Mi lancio in un bar e prendo due bottigliette d'acqua, una per me e una per la mamma. Mi avvicino alla macchina, gliela porgo e le dico "please, drink". Poi con tutto il coraggio e la convinzione di questo mondo, trattenendo le lacrime, le dico "don't worry, we're in Naples. Someone will find him and bring him to you." E ci credo. Ci credevo fortemente. L'ansia mi mangiava viva ma ne ero sicura. Napoli non mi ha mai dato tanta sicurezza come stamattina, mentre cercavo il bambino. Ho detto quella frase e la madre mi ha guardato come chi ti darebbe la vita, in quel momento, pur di credere al tuo tono rassicurante. È durato un secondo. Forse meno. Forse non parlava nemmeno inglese come il marito. Qualcuno ha richiamato con forza la sua attenzione, il bambino era lì.

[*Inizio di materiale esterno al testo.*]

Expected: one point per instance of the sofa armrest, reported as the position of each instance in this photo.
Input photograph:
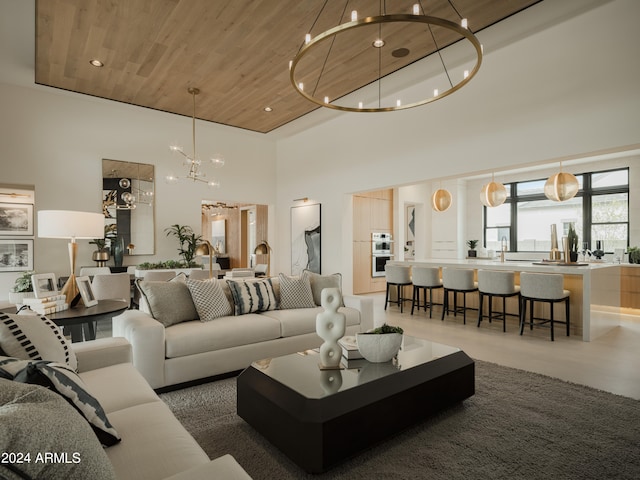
(222, 467)
(365, 306)
(100, 353)
(147, 339)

Lo avevano trovato, al porto, lontanissimo da dove stavamo cercando.
Il bambino sorrideva, dopo aver visto la madre e sentito tutta la sua disperazione in un abbraccio piangevano assieme. Piangevo anch'io, piangevano altre donne, e stringevo la mano di Francesco che era rimasto per tutto il tempo tranquillo nel suo passeggino, su e giù per via Toledo. Sono partiti applausi, grida, sospiri di sollievo. Tanti consigli non richiesti, soprattutto in napoletano, dai vigili, i poliziotti, il venditore ambulante, la vecchia che poco prima cercava di calmarli. Sono letteralmente scappati e la folla velocemente si è diradata per tornare alla propria vita.
Esausta, ho preso un taxi per tornare.
Il tassista ignorava quello che era successo, un settantenne nonno di 6 nipoti. Mi ha parlato di loro per tutto il tragitto,traboccante d'amore e orgoglio.
Anche questo è Napoli.
E oggi, bella Napoli, ti voglio proprio bene.